As doenças cardiovasculares são causadas pelo acúmulo de colesterol nas paredes das artérias. Esses depósitos formam placas chamadas placas ateroscleróticas, endurecendo as paredes e reduzindo o fluxo sanguíneo. Entre as patologias decorrentes estão angina, infarto do miocárdio, acidente vascular cerebral, arterite e até aneurisma.
Para explicar essas disparidades, a Academia de Medicina cita diferenças anatômicas: as artérias coronárias femininas são “menor e curvilíneo” do que os homens, o que pode complicar o tratamento e “aumentar a taxa de complicações”.
Vieses durante o atendimento médico
Mas esta diferença biológica não é suficiente para explicar esta lacuna, sublinha a Academia de Medicina. Em 80% dos casos de infarto, as mulheres sofrem de dores no peito, sintoma mais característico dessa condição. Mas “as mulheres demoram mais para pedir ajuda”, explica a professora Martine Gilard, cardiologista e membro da Heart & Research Foundation. “Provavelmente tendo sentido dor significativa durante a vida (períodos dolorosos, parto), eles podem minimizar a dor no peito e, portanto, subavaliar esses sintomas”. Ao mesmo tempo, está comprovado que a dor da mulher é subestimada pela classe médica, seja o interlocutor homem ou mulher.

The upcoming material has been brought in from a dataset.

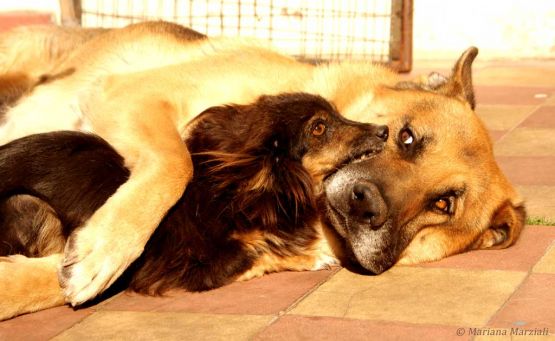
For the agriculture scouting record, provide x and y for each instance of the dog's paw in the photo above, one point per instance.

O cuidado é, portanto, marcado por esses preconceitos de gênero. “As mulheres carecem de representação nos estudos clínicos e na investigação cardiológica em geral. As recomendações terapêuticas foram, portanto, estabelecidas numa base essencialmente masculina.continua o professor Gilard. “As mulheres são, portanto, mais propensas a interromper o tratamento devido à dosagem incorreta dos medicamentos e aos efeitos colaterais significativos..
A reabilitação cardíaca, etapa essencial para promover a recuperação e prevenir recorrências, também é menos seguida pelas mulheres, que tendem a colocar a sua saúde depois da dos seus entes queridos.
“Alargou-se o atraso em termos de prevenção”
“O atraso aumentou tanto em termos de cuidados como em termos de prevenção”relata o doutor Marc Villaceque, cardiologista e membro da Sociedade Francesa de Cardiologia. Na verdade, os factores de risco específicos das mulheres – puberdade precoce, complicações relacionadas com a gravidez, contracepção, menopausa, violência física – permanecem em grande parte desconhecidos do público em geral, embora as mulheres pareçam ser mais sensíveis aos factores de risco tradicionais. Fumar é a ilustração mais marcante disto: aumenta o risco de ataque cardíaco em mais 30% nas mulheres, em comparação com os homens.

Fatores de risco específicos das mulheres para doenças cardiovasculares. Créditos: Fundação Coração & Pesquisar
“É fundamental reforçar a prevenção neste tema. Devemos informar os profissionais de saúde sobre estes factores de risco específicos das mulheres, que não lhes foram necessariamente ensinados durante os seus estudos – a idade média dos médicos ronda os 48 anos.acrescenta o doutor Villaceque. “Devemos também lembrar às mulheres que todas elas são afetadas e estão potencialmente em risco, independentemente da sua idade”..
Em França, 200 mulheres morrem todos os dias de doenças cardiovasculares, seis vezes mais do que de cancro da mama. “Gostaríamos de lembrar às mulheres que elas têm o direito de solicitar um check-up cardiovascular, em todas as fases da sua vida”.acrescenta o professor Ariel Cohen, cardiologista e presidente da Heart & Research Foundation, por ocasião do lançamento do vídeo de conscientização “Você viu seu ginecologista! “Esta abordagem deve tornar-se um reflexo para as mulheres, tal como para os médicos de clínica geral – como os rastreios do cancro da mama.”conclui o professor Cohen.